Kernel Optimization for Support Vector Machines: Application to Speaker Verification
Hatch, Andrew Oliver
Technical Report Identifier: EECS-2006-187
December 18, 2006
Abstract: In this dissertation, we examine the problem of kernel optimization for binary classification tasks where the training data are partitioned into multiple, disjoint classes. The dissertation focuses specifically on the field of speaker verification, which can be framed as a one-versus-all (OVA) decision task involving a target speaker and a set of impostor speakers.
The main result of this dissertation is a new framework for optimizing generalized linear kernels of the form, k(x1,x2) = x^T/1 Rx2, where x1 and x2 are input feature vectors, and R is a positive semidefinite parameter matrix. Our framework is based on using first and second-order statistics from each class (i.e., speaker) in the data to construct an upper bound on classification error in a linear classifier. Minimizing this bound leads directly to a new, modified formulation of the 1-norm, soft-margin support vector machine (SVM). This modified formulation is identical to the conventional SVM developed by Vapnik, except that it implicitly prescribes a solution for the R parameter matrix in a generalized linear kernel. We refer to this new, modified SVM formulation as the "adaptive, multicluster SVM" (AMC-SVM). Unlike most other kernel learning techniques in the literature, the AMC-SVM uses information about clusters that reside within the given target and impostor data to obtain tighter bounds on classification error than those obtained in conventional SVM-based approaches. This use of cluster information makes the AMC-SVM particularly well-suited to tasks that involve binary classification of multiclass data -- for example, the speaker verification task -- where each class (i.e., speaker) can be treated as a separate cluster.

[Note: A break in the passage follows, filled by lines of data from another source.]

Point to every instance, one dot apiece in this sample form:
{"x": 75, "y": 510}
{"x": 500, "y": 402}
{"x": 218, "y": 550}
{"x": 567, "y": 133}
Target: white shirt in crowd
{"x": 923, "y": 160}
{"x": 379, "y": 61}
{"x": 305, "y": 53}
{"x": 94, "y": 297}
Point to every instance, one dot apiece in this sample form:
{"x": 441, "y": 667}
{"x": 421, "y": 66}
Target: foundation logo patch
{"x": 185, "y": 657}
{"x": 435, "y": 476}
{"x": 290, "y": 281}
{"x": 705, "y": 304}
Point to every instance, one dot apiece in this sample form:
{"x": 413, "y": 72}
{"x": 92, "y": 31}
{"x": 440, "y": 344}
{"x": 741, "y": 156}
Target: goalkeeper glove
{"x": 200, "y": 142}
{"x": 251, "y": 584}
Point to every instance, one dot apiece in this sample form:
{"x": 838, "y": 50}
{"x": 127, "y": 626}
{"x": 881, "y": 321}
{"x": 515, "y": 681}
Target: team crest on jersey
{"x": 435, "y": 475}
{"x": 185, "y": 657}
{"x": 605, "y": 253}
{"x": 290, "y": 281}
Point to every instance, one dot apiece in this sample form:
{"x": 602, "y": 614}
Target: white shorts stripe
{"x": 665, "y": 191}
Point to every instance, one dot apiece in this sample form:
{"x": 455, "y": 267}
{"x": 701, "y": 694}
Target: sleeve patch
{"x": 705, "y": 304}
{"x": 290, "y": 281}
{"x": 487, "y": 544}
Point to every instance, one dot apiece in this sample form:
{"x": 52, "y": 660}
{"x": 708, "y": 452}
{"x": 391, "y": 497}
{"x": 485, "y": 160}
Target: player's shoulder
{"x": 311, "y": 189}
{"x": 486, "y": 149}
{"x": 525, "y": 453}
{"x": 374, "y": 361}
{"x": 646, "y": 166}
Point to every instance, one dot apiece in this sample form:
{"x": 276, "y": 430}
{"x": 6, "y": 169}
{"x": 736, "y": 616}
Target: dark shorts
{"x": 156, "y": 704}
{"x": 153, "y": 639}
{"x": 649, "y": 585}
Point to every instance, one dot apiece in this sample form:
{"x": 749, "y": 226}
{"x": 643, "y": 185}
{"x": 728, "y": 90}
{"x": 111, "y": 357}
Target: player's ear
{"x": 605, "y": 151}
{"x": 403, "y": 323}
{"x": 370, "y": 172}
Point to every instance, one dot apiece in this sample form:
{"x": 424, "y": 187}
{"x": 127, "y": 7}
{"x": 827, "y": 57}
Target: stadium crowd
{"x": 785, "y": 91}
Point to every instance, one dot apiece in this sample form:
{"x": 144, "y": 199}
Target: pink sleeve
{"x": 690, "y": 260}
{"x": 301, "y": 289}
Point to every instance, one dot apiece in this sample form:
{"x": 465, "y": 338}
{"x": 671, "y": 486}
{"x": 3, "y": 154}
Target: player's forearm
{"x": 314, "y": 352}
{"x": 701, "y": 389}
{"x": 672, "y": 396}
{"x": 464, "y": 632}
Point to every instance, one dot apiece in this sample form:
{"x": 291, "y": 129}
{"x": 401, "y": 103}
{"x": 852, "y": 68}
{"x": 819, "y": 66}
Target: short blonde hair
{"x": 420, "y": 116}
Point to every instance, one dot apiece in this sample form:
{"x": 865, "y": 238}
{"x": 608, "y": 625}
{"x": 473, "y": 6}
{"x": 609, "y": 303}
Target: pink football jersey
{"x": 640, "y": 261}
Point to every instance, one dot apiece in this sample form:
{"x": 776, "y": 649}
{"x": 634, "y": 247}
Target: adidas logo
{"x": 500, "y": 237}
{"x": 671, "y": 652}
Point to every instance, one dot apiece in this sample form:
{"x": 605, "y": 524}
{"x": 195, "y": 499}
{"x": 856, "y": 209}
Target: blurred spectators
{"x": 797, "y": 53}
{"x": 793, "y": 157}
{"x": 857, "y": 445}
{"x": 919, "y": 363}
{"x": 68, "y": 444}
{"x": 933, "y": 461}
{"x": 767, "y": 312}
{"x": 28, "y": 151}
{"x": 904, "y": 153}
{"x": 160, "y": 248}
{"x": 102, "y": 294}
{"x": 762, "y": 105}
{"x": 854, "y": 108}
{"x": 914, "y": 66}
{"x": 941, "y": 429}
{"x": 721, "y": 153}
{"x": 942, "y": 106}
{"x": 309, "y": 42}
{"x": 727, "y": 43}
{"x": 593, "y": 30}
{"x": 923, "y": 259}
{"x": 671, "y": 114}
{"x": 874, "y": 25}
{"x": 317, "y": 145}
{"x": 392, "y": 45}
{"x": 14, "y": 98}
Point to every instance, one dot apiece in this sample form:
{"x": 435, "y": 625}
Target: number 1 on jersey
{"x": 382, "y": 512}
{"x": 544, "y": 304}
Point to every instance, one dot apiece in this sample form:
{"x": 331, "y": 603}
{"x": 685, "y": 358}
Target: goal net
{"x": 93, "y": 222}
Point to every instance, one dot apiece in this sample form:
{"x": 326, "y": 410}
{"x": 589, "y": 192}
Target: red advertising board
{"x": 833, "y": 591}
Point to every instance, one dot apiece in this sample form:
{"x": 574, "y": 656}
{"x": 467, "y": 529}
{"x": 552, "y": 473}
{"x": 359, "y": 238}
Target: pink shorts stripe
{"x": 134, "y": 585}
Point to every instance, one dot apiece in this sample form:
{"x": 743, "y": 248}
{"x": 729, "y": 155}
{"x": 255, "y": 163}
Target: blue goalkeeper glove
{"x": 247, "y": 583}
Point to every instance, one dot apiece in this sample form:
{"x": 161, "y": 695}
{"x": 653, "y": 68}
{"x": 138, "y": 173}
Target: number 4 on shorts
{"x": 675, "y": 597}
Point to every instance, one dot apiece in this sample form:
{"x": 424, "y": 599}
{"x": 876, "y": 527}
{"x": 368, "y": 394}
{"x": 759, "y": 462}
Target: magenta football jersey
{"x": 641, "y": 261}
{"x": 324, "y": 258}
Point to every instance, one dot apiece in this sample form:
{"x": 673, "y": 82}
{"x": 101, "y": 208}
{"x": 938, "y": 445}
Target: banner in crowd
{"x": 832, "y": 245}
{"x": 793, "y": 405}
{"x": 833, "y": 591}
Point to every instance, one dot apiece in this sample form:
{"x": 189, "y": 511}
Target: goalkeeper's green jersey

In OVA training settings, we show that the AMC-SVM can, under certain conditions, be formulated to yield a single, fixed kernel function that applies universally to any choice of target speaker. Since this kernel function is linear, we can implement it by applying a single linear feature transformation to the input feature space. This feature transformation performs what we refer to as "within-class covariance normalization" (WCCN) on the input feature vectors. We describe a set of experiments where WCCN yields large reductions in classification error over other normalization techniques on a state-of-the-art SVM-based speaker verification system.